I guess I have to scoop each one, transfer it to my other tank, clean it and cycle it and then put them back? Or is there any shortcuts or tips you can give me?

Thanks


----------



## Bunny (Oct 13, 2013)

I have no advice, but wanted to wish you good luck! Baby shrimp are my nightmare.... great to have but they make it impossible to really clean stuff....


----------



## Diztrbd1 (Apr 21, 2010)

last time I did it I transferred everything to a small tank, what I didnt catch with a net , I used a turkey baster to catch lol worked pretty good


----------



## effox (Apr 21, 2010)

With your other tank, does it have the same ADA soil, or at least the same water parameters?

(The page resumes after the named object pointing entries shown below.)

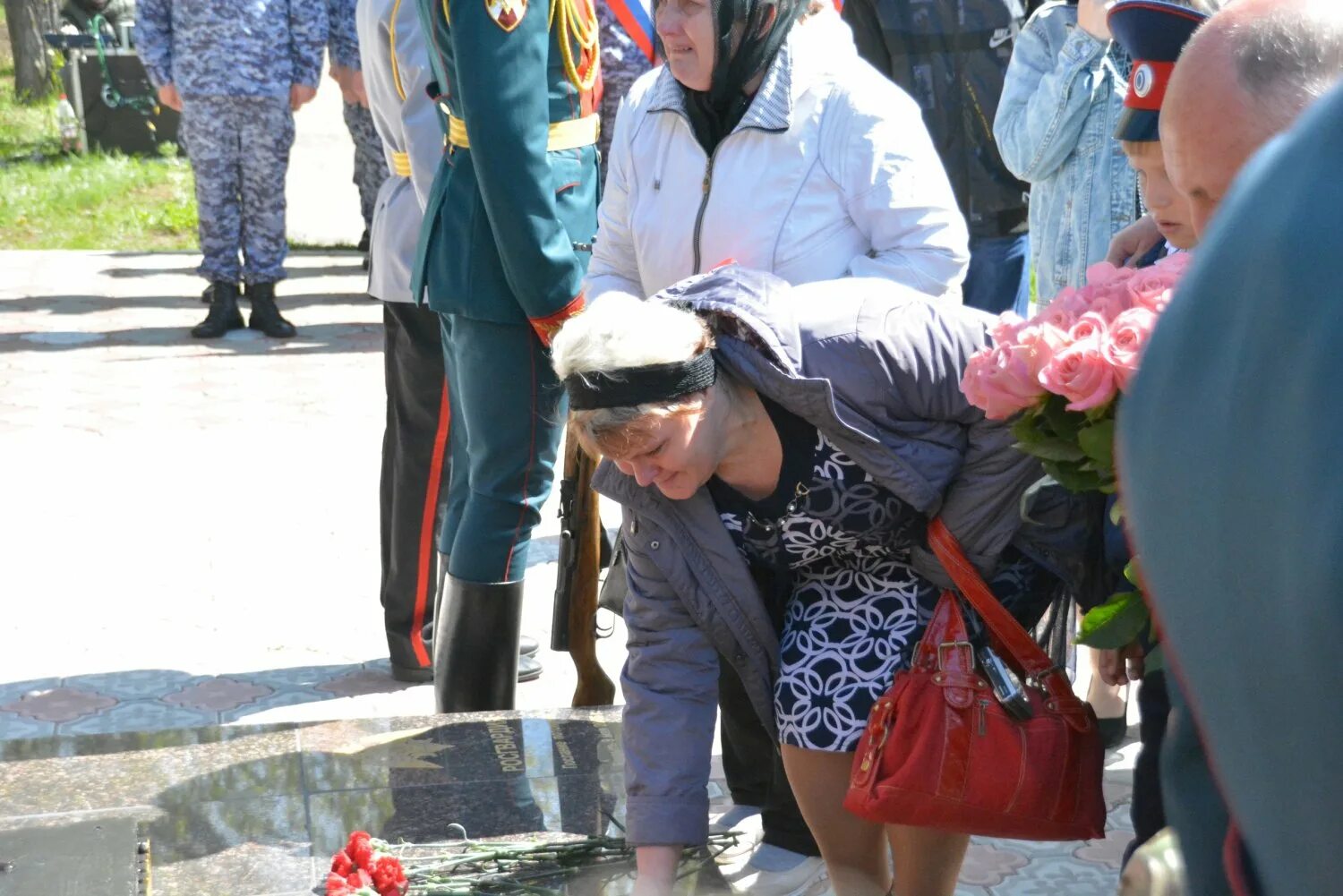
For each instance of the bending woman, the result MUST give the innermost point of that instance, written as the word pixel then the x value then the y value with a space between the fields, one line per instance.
pixel 778 452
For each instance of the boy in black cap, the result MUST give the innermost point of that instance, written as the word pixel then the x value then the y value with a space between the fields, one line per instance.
pixel 1152 34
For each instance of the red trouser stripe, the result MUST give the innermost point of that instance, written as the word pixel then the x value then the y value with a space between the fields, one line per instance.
pixel 435 477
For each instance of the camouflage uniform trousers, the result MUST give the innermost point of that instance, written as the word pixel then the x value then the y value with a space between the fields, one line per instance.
pixel 239 155
pixel 370 161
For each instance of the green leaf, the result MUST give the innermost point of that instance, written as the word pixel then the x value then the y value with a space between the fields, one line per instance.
pixel 1072 477
pixel 1098 440
pixel 1115 624
pixel 1050 449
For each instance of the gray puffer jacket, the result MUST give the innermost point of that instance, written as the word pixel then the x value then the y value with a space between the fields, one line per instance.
pixel 877 368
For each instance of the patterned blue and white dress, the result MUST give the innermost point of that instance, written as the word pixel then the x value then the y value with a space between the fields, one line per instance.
pixel 851 605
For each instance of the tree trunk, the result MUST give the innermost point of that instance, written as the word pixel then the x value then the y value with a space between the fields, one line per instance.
pixel 32 64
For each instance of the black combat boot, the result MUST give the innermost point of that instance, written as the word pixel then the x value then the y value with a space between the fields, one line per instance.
pixel 223 311
pixel 475 646
pixel 265 314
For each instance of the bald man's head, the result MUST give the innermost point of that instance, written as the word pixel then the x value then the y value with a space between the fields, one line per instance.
pixel 1245 77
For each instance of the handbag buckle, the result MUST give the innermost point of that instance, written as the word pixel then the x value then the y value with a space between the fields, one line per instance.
pixel 945 645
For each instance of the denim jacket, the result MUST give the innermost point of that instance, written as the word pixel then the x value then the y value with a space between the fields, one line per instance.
pixel 1055 129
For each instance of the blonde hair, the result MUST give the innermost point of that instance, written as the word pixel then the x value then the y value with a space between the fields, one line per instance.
pixel 617 333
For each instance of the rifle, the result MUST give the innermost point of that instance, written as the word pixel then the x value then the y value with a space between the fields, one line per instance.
pixel 574 622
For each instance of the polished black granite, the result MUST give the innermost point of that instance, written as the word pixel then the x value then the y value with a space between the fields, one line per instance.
pixel 257 810
pixel 88 858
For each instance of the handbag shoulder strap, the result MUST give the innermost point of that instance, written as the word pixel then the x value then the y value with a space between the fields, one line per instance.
pixel 1010 635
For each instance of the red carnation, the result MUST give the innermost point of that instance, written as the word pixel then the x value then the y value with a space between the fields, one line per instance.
pixel 360 849
pixel 336 885
pixel 343 864
pixel 389 876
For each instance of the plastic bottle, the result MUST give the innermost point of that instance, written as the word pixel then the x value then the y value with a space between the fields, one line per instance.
pixel 69 124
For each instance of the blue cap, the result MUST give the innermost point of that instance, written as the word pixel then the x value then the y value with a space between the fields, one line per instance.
pixel 1152 32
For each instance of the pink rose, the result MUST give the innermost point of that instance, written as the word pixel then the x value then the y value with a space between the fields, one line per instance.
pixel 1149 282
pixel 1127 338
pixel 1005 330
pixel 1090 325
pixel 1042 341
pixel 1176 263
pixel 1155 303
pixel 1057 313
pixel 1080 373
pixel 1103 273
pixel 1001 380
pixel 1107 301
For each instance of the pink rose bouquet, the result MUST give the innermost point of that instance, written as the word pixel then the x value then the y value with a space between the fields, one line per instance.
pixel 1058 375
pixel 1058 378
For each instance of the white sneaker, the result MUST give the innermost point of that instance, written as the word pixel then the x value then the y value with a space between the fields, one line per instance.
pixel 806 877
pixel 746 823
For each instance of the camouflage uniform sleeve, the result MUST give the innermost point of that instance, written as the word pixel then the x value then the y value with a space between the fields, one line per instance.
pixel 343 40
pixel 504 90
pixel 308 39
pixel 153 39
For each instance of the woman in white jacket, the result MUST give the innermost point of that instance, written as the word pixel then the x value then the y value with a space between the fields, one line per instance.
pixel 783 150
pixel 767 140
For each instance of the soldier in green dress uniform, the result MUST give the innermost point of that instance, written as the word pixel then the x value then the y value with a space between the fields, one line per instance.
pixel 502 252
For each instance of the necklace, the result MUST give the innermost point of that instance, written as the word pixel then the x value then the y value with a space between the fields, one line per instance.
pixel 771 525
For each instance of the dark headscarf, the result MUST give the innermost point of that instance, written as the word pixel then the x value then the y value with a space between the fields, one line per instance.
pixel 716 112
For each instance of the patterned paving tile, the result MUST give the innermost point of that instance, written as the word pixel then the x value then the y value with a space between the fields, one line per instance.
pixel 139 715
pixel 13 727
pixel 295 676
pixel 988 864
pixel 363 681
pixel 136 684
pixel 278 700
pixel 218 695
pixel 59 704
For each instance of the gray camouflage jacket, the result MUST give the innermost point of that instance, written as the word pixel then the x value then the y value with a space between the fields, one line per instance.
pixel 873 365
pixel 233 47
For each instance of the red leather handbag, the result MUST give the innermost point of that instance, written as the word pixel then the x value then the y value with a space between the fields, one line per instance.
pixel 940 751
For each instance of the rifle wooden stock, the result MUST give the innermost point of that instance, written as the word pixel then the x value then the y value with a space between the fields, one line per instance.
pixel 585 531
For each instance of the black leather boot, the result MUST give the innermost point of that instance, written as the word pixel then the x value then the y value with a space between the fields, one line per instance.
pixel 265 314
pixel 475 643
pixel 223 311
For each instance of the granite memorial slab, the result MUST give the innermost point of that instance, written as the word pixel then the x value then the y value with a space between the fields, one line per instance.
pixel 258 810
pixel 82 858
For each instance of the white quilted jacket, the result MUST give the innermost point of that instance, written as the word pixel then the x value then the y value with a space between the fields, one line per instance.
pixel 829 174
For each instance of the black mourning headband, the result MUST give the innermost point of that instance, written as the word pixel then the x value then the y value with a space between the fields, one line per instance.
pixel 634 386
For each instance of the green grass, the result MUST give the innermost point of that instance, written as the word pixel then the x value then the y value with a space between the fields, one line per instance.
pixel 98 201
pixel 56 201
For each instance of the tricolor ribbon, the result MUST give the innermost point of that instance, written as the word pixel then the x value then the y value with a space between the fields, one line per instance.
pixel 637 19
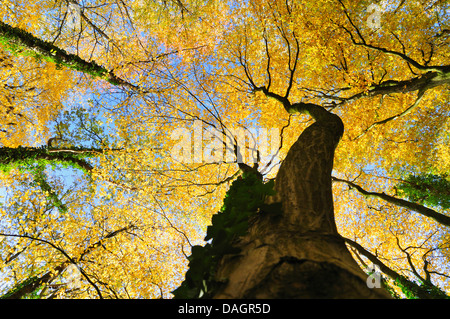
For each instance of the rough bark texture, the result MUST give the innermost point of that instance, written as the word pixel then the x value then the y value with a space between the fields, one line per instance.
pixel 297 252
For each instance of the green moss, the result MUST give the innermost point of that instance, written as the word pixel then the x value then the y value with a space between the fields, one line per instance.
pixel 242 202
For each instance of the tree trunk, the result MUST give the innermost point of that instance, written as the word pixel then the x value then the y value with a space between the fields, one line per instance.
pixel 297 252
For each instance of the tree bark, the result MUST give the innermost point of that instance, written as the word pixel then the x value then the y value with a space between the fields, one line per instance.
pixel 296 252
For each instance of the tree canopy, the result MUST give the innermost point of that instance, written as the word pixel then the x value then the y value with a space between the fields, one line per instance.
pixel 122 130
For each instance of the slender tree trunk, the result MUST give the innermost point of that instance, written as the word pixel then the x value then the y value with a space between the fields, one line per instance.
pixel 297 252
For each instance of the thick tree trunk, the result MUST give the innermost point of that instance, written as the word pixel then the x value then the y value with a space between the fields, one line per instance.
pixel 297 252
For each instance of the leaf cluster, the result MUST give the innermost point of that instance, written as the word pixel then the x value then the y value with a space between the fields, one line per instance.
pixel 430 189
pixel 241 203
pixel 26 157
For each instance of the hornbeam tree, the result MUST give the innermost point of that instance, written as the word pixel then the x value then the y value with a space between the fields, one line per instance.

That would be my primary concern. Dwarf shrimp, especially shrimplets won't appreciate an immediate change to the environment if not.

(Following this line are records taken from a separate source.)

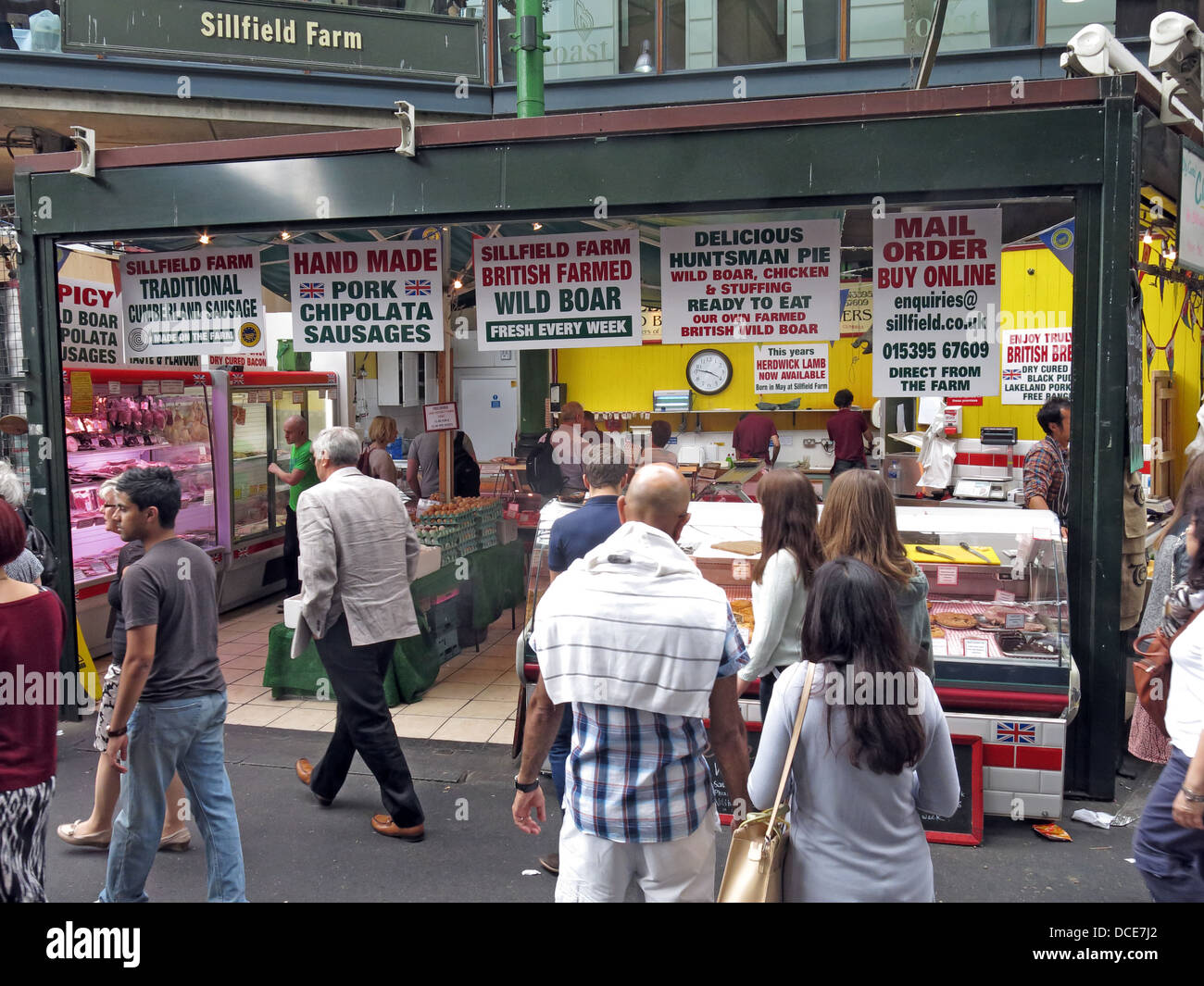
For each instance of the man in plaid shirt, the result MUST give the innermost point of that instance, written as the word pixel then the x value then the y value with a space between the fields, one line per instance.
pixel 639 801
pixel 1046 486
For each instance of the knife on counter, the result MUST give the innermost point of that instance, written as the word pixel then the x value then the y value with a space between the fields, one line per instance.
pixel 976 554
pixel 925 550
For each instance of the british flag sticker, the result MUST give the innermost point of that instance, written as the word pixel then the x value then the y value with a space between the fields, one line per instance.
pixel 1015 732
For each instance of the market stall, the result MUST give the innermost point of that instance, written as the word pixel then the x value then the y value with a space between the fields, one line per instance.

If the water parameters (ph\temp\kh\gh and no ammonia\nitrite) are the same, scooping out with a net, you can use a baster for a gentle syphoning effect as John said. (I've accidentally vacuumed shrimplets out while cleaning the tank and found them alive and well in my water change bucket so I'm confident a gentle turkey baster wouldn't be the end of them).

Let us know.

Cheers,
Chris


----------



## Bunny (Oct 13, 2013)

Thats actually an option, you could always just use your water change hose (its its manual) to siphon a bunch of the babies into a bucket... There are always a bunch of babies in mine when i wc


----------



## HashAsh (May 13, 2014)

For the other tank I have, I'm using fluorite. I'm not 100% sure whether the water parameters are different. I'll have to check it out as soon as I get back tomorrow. But it's a planted tank so I'm sure there's small levels of ammonia, nitrite and nitrate. 

Sounds like just siphoning is the quiets way! Why didn't I think of that! I think I'll siphon the babies, make sure my other tank is in a same water parameters and move them there

Thanks for the insight! Babies are really but can be a pain


----------